TRIPOLI, Libya — Moammar Gadhafi’s long-isolated Libya has signed two contracts for missiles and communications equipment with French companies totaling $405 million, a government official said Thursday.
The first contract, worth $230 million, is for Milan missiles, and the second, totaling $175 million, is for advanced Tetra communications and surveillance equipment for the police, said the official, speaking on condition of anonymity because he was not authorized to speak to the press. He did not reveal the names of the French companies.

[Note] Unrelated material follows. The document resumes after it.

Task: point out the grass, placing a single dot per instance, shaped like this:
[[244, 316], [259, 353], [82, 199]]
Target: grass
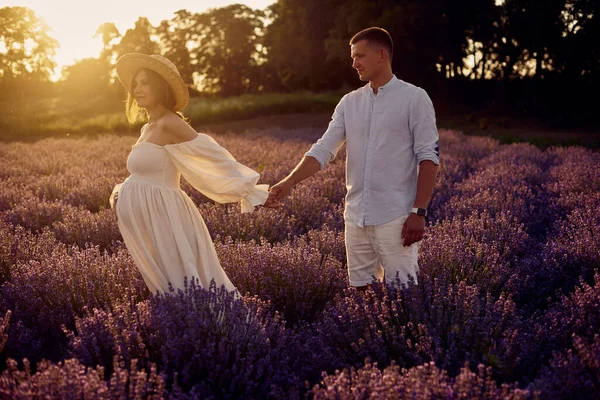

The official said the deal is important because it is the first of its kind that Libya signed with a Western country since sanctions were imposed in the early 1990s.
In 2003, Gadhafi announced he was dismantling his nuclear weapons program, bringing about a lifting of U.S. and European sanctions.
Last week, French President Nicolas Sarkozy met with Gadhafi and promised to boost relations with Tripoli as a reward for releasing five Bulgarian nurses and a Palestinian doctor imprisoned for allegedly infecting Libyan children with the AIDS virus.
During Sarkozy’s visit, France and Libya signed wide-ranging cooperation agreements in areas including defense, health, the fight against terrorism and civilian nuclear power.
Long-isolated Libya is hoping for increased cooperation with Europe and the United States after it freed the six medics.